Which isn't possible by adding a nested scope.

But in any case, this doesn't fix all the problems anyway, you could have another alias to the same data, free that alias, and then ptr1 is still "valid".

-Steve
November 28, 2018
On Wed, 28 Nov 2018 12:47:07 -0500, Steven Schveighoffer wrote:
> But in any case, this doesn't fix all the problems anyway, you could have another alias to the same data, free that alias, and then ptr1 is still "valid".

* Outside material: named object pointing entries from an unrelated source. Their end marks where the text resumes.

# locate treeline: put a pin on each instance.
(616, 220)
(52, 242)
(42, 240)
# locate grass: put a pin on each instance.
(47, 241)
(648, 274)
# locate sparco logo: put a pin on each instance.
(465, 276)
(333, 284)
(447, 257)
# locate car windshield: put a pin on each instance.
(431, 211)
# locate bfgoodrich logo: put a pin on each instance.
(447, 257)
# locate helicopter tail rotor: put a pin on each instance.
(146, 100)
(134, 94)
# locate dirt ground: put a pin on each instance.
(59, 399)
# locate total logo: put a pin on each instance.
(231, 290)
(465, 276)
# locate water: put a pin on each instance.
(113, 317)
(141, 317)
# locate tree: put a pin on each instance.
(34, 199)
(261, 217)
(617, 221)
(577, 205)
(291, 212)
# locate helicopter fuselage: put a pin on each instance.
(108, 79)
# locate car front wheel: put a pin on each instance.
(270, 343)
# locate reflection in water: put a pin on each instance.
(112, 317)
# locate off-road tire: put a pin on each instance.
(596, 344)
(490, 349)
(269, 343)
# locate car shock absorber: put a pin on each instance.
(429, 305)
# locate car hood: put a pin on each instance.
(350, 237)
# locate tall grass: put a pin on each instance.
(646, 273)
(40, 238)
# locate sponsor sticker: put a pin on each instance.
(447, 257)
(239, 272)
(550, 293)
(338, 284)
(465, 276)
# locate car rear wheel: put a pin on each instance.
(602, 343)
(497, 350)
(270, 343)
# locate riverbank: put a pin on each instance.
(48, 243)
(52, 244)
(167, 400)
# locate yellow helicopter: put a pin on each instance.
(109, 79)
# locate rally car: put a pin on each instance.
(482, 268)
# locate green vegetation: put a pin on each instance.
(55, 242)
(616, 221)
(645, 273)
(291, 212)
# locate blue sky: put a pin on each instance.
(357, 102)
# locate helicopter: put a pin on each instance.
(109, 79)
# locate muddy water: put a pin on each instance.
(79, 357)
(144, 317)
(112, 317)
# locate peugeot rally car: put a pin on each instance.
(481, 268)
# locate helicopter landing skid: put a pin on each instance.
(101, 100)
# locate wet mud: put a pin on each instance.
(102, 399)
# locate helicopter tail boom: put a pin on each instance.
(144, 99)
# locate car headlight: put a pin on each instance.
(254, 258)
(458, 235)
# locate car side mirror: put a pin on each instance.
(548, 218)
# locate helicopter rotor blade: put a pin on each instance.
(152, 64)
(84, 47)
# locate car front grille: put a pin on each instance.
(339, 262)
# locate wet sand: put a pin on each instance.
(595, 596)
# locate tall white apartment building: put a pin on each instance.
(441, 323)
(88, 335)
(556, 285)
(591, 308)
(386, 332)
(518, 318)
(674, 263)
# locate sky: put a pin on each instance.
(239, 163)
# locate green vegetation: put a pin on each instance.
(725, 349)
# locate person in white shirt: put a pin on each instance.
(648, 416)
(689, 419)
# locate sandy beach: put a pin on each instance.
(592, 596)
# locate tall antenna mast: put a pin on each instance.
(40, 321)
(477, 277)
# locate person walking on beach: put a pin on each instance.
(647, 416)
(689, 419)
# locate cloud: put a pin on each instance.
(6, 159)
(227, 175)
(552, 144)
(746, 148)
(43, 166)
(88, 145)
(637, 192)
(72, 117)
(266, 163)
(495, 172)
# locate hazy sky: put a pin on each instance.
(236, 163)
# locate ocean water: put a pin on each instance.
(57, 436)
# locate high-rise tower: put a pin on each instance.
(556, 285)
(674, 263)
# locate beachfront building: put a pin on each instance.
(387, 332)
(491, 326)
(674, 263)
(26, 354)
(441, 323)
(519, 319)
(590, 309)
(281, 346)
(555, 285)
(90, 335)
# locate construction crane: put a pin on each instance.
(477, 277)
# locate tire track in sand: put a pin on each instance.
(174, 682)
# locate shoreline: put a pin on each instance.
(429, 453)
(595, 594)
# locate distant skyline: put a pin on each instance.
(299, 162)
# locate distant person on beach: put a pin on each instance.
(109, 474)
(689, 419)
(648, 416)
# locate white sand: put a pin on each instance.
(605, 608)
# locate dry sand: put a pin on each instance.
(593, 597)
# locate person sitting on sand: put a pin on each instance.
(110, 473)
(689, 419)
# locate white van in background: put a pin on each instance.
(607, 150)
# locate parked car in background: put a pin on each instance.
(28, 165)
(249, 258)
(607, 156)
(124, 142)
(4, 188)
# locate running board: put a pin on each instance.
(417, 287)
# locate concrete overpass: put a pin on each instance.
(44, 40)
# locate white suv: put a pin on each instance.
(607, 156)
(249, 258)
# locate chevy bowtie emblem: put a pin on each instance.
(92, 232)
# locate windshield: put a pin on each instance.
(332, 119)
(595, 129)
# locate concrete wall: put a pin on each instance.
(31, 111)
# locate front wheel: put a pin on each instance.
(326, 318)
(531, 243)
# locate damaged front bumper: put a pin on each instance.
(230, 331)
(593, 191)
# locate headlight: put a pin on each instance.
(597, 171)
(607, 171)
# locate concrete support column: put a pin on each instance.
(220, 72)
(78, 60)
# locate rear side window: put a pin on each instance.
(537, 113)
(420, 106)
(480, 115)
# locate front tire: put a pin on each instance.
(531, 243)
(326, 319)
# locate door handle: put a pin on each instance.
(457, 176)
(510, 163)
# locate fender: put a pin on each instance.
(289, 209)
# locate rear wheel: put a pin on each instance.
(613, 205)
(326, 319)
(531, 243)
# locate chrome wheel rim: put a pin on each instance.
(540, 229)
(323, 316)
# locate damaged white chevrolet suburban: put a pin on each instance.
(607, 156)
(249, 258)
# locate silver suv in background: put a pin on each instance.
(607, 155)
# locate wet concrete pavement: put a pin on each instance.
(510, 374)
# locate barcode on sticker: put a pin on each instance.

Move constructors and init'ing out the moved variable address that, no?
November 28, 2018
On 11/28/18 1:59 PM, Neia Neutuladh wrote:
> On Wed, 28 Nov 2018 12:47:07 -0500, Steven Schveighoffer wrote:
>> But in any case, this doesn't fix all the problems anyway, you could
>> have another alias to the same data, free that alias, and then ptr1 is
>> still "valid".
> 
> Move constructors and init'ing out the moved variable address that, no?
> 

Not sure what you mean. What I'm talking about is this:

int *ptr1 = (int *)malloc(sizeof(int));
int *ptr2 = ptr1;

free(ptr2);

*ptr1 = 5;

If we have a hypothetical C compiler that prevents use of ptr2 after free, it probably doesn't know about the link to ptr1, to make that also unusable.

Indeed the runtime solution is much more possible.